Developer Practice | Divide everything? Segment Anything quantitative acceleration actual combat

Author: Yang Yicheng

I. Introduction

"Split everything, and everyone loses their jobs together!"——Recently, such a sentence has become popular on social media! This is the Segment Anything Model ("SAM" for short). What exactly are SAMs? What functions does it have? Is it really that powerful? Let's learn more through this article together!

SAM is a powerful artificial intelligence image segmentation application launched by Meta AI Lab. It can automatically identify which image pixels belong to an object, and perform automatic style processing on each object in the image. It can be widely used in analyzing scientific images, editing photos, etc.

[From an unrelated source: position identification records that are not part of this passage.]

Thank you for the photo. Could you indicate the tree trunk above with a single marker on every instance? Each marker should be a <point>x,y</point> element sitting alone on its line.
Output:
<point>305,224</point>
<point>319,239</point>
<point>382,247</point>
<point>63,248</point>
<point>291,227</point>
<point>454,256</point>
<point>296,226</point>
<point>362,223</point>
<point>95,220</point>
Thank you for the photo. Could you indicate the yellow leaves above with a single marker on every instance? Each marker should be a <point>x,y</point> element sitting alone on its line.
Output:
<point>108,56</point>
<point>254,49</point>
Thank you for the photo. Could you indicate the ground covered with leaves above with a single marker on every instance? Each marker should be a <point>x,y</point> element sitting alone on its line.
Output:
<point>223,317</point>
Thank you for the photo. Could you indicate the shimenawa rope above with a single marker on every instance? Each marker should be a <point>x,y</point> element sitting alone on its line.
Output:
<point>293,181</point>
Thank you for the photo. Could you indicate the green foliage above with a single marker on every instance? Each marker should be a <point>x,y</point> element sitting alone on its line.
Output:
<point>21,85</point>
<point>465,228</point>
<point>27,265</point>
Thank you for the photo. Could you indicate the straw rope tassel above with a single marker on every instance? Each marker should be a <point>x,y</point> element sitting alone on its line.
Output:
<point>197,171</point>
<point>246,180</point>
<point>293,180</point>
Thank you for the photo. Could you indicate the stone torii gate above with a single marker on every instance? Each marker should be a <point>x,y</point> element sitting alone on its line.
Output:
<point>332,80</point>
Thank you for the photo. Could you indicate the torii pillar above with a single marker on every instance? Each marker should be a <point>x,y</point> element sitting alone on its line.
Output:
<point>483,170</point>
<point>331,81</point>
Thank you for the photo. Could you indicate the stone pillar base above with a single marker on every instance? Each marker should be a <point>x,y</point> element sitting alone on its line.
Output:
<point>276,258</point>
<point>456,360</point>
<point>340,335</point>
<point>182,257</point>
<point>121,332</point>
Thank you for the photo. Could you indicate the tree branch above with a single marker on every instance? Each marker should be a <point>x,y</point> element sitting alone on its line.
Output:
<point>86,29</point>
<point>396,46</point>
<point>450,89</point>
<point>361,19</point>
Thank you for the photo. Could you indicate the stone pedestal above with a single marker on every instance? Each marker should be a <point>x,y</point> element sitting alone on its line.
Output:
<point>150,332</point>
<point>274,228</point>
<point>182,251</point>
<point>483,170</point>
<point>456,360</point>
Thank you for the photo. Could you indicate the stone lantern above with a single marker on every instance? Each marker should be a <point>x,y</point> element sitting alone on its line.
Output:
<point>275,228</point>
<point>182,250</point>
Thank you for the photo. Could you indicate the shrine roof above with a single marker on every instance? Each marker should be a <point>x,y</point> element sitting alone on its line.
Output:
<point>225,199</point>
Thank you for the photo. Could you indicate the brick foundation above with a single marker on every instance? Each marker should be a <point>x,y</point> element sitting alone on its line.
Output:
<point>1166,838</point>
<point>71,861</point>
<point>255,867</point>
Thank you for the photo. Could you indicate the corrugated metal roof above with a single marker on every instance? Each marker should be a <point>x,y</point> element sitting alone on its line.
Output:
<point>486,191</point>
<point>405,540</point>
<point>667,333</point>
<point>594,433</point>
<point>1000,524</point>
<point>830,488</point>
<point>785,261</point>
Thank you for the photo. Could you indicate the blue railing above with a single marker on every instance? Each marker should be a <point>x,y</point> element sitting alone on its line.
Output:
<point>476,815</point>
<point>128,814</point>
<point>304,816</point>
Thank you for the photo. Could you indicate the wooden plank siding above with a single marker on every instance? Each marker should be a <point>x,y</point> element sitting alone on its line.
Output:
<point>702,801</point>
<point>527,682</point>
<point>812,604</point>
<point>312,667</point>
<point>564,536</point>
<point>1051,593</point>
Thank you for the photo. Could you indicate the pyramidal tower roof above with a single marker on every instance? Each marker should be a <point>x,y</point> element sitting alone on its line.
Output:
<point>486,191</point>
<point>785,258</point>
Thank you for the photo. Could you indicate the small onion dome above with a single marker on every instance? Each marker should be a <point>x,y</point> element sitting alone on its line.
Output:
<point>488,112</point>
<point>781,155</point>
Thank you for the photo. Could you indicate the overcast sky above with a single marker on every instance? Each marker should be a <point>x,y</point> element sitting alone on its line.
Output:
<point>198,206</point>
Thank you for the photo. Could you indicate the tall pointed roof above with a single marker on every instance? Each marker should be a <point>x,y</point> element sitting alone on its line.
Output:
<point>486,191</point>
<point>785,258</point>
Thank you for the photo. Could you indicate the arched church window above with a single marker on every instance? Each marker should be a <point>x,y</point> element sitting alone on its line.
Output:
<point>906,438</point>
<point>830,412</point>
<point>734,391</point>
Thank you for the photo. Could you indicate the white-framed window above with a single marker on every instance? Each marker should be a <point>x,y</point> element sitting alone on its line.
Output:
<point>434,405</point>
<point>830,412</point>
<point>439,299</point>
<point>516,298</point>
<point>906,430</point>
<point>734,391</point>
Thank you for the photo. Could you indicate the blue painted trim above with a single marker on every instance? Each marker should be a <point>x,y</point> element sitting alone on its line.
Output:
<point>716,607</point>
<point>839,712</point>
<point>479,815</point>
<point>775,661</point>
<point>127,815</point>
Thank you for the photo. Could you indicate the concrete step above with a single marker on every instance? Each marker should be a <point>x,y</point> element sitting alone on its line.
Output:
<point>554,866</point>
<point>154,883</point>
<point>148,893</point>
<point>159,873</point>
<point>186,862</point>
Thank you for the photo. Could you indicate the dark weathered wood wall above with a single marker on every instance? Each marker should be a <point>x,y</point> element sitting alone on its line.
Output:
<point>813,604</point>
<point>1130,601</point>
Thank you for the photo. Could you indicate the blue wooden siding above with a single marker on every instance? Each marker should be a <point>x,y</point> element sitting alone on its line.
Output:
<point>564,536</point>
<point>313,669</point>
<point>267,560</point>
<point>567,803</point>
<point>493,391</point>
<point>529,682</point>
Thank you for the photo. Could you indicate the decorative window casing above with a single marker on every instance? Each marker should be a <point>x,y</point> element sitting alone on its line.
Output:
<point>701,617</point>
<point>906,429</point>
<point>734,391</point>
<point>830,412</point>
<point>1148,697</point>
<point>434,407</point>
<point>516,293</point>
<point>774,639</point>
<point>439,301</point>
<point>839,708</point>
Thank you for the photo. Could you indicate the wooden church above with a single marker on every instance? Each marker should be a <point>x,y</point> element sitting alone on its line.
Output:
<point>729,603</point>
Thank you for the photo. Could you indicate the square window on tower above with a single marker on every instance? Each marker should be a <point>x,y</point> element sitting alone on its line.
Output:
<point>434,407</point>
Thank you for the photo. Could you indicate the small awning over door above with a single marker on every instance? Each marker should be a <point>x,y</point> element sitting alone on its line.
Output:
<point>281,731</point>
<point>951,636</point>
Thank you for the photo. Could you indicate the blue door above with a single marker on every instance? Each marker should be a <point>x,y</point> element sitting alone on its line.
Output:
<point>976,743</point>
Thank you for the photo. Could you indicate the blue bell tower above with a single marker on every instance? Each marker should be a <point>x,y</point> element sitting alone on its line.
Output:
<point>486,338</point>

The complete application of SAM consists of an image encoder model (encoder) and a mask decoder (mask decoder) + prompt encoding model (prompt encoder), both of which can be parsed into independent static models. Most of the computing power load and inference delay are concentrated in the image encoder task, so if the execution efficiency of the image encoder is further improved, it becomes one of the main optimization directions for SAM applications.

Figure: SAM model task pipeline

This sharing lecture focuses on demonstrating how to use the NNCF model compression tool of OpenVINO ™ to realize the quantization and compression of the SAM encoder part to achieve performance improvement on the CPU side.

2. Quantitative introduction

Before officially starting the actual combat, we have to mention the concept of quantization. Quantization refers to mapping the expression range of model parameters from FP32 to INT8 or INT4 range without changing the model structure , and using a smaller numerical bit width. Represent the same information to realize the compression of the model volume and reduce memory consumption . At the same time, during the execution of the model network, the system will automatically call the instruction set or kernel function optimized for low-bit data on the hardware platform to improve performance.

Figure: Representation bit width of different precision data

The Intel AVX512 VNNI extended instruction set realizes the compression of the INT8 matrix point multiplication and addition operations that originally required 3 clock cycles to one clock cycle , and in the latest AMX instruction set, multiple VNNI modules are stacked to achieve a single Double the performance improvement within the cycle.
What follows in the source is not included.